美化しすぎるから、まともな報道が出来なくなっているのが、日本のマスコミ様の特徴だ。
ミャンマーのイスラム系少数民族ロヒンギャの悲劇を伝えることに、なぜに日本のマスコミは消極的なのか。かつて、日本の左派マスコミを中心に、あれほどミャンマー政府に迫害される少数民族を支援していたのがウソのようである。
ミャンマーこと旧ビルマ王国は、最大派のビルマ族を中心に、多数の少数民族から構成されていた。山岳地帯とジャングルで分断されたビルマには、緩やかな統治が適切であったと思われる。

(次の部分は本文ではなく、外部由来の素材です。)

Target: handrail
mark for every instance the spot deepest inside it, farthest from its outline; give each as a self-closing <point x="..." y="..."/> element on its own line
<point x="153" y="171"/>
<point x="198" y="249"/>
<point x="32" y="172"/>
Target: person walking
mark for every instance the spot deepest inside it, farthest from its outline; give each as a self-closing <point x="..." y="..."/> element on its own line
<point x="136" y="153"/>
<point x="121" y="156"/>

しかし、イギリスの侵略により、ビルマ王国は解体された。イギリスはこの遠方のジャングルの国を支配するため、分断統治を実施した。つまり少数民族ごとに分断して支配し、各民族が憎しみ合うように仕向けた。
旧日本軍によってイギリスは追い出され、その後独立を果たしたが、それは最大のミャンマー族主体の政権によるものであった。少数民族の分断統治のせいで、もはやビルマとしての政治的統一は難しくなり、その後は軍事政権と少数民族の紛争が長く続いた。

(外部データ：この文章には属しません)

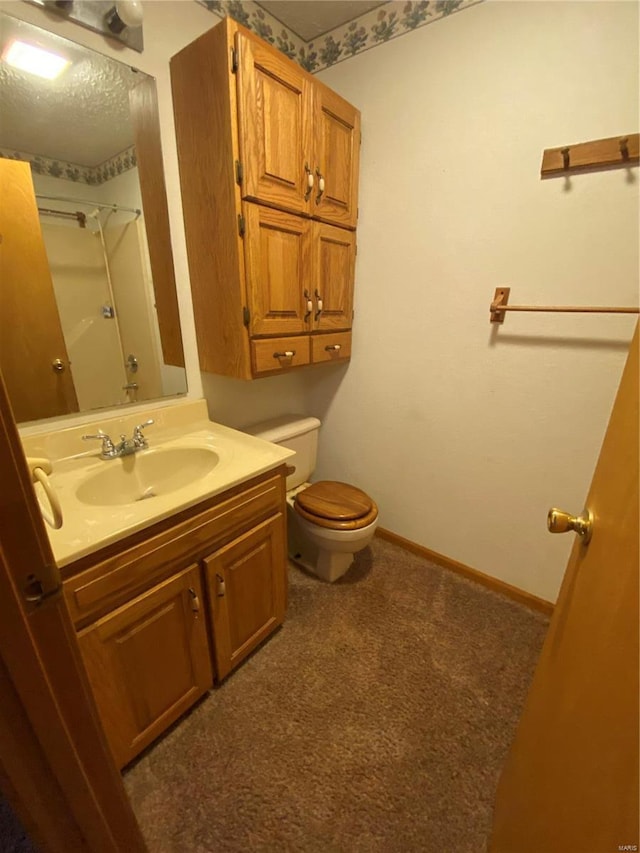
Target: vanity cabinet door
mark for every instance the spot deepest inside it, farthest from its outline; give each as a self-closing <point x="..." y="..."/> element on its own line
<point x="246" y="586"/>
<point x="148" y="661"/>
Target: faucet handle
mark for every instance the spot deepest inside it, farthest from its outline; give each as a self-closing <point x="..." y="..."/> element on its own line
<point x="107" y="444"/>
<point x="138" y="436"/>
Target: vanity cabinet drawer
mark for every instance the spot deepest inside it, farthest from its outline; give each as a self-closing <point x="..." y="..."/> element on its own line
<point x="334" y="347"/>
<point x="274" y="355"/>
<point x="113" y="581"/>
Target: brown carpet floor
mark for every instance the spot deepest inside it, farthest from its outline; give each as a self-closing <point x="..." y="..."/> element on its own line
<point x="376" y="720"/>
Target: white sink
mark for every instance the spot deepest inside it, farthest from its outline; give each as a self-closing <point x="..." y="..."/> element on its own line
<point x="146" y="475"/>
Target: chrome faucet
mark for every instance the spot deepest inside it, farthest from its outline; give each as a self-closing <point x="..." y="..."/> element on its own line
<point x="126" y="446"/>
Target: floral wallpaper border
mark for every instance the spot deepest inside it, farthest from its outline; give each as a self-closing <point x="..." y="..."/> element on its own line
<point x="386" y="22"/>
<point x="94" y="176"/>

紛争が長引いたのは、冷戦の余波で大国が干渉したからであり、日本もODAの名のもとに軍事政権を支援していた。ただ、朝日新聞をはじめ左派勢力は、カレン族やカチン族などの少数民族を支援していた。紛争が長引くのも当然であり、ミャンマー政府の西側不信も必然であった。
ただ、ベルリンの壁が崩壊すると、今度は共産シナが干渉してきた。シナ深南部から、ミャンマー国内を南北に流れる河を下れば、インド洋に出れるルートが確保できる。それゆえ、シナは国際的な非難を無視して、ミャンマーの軍事政権を支援し続けた。
だが、シナの野望はミャンマーの軍事政権に危機感を覚えさせ、なんとか西側諸国との関係改善を模索することになる。その際の最大の障害が、あのアウンサン・スー・チー女史であった。
ビルマを分断し、その後の紛争の原因を作ったイギリス人の夫を持ち、イギリスで教育を受けたスー・チー女史は、反軍事政権のシンボルとして祭り上げられたが故に、ミャンマー軍事政権は容易に西側との関係改善を図れずにいた。
しかし、限定的な選挙により、なんとかスー・チー女史を政権に迎えることで、ようやく西側との関係改善が図られ、現在最も経済的に急成長を遂げつつある。そのミャンマーにとって、咽喉に突き刺さった骨とも言うべき存在が、このロヒンギャ難民問題である。
仏教徒が大半を占めるミャンマーにあって、少数派のロヒンギャの存在は争いの種であり、それゆえミャンマー国籍さえ否定されている。国籍がない難民ほど哀しい存在はない。
人身売買で家族は切り離され、虐殺されても誰も助けてくれない。財産を奪われ、家族を奪われ、住まいをなくされた悲劇の民族、それがロヒンギャである。
ちなみに、件のスー・チー女史は、ロヒンギャ問題に関しては沈黙するだけである。
アウンサン・スー・チー女史をやたらと美化して報道していた日本のマスコミ様は、ロヒンギャ問題に冷淡だ。どうも都合が悪いと思っているらしい。チベット難民や、ウィグル族への弾圧問題もそうだが、日本のマスコミ様は自分に都合の悪い問題は、なかったことにしているらしい。
一応、書いておくと、日本にもわずか200名ほどのロヒンギャ族は滞在している。主に群馬県にいるのだが、彼らの声をマスコミが報じることは滅多にない。
だから私は日本のマスコミ様が偉そうに人権を語るのを、まったく信用していない。信用なんて出来ない。所詮、ご都合主義の人権屋に過ぎないからだ。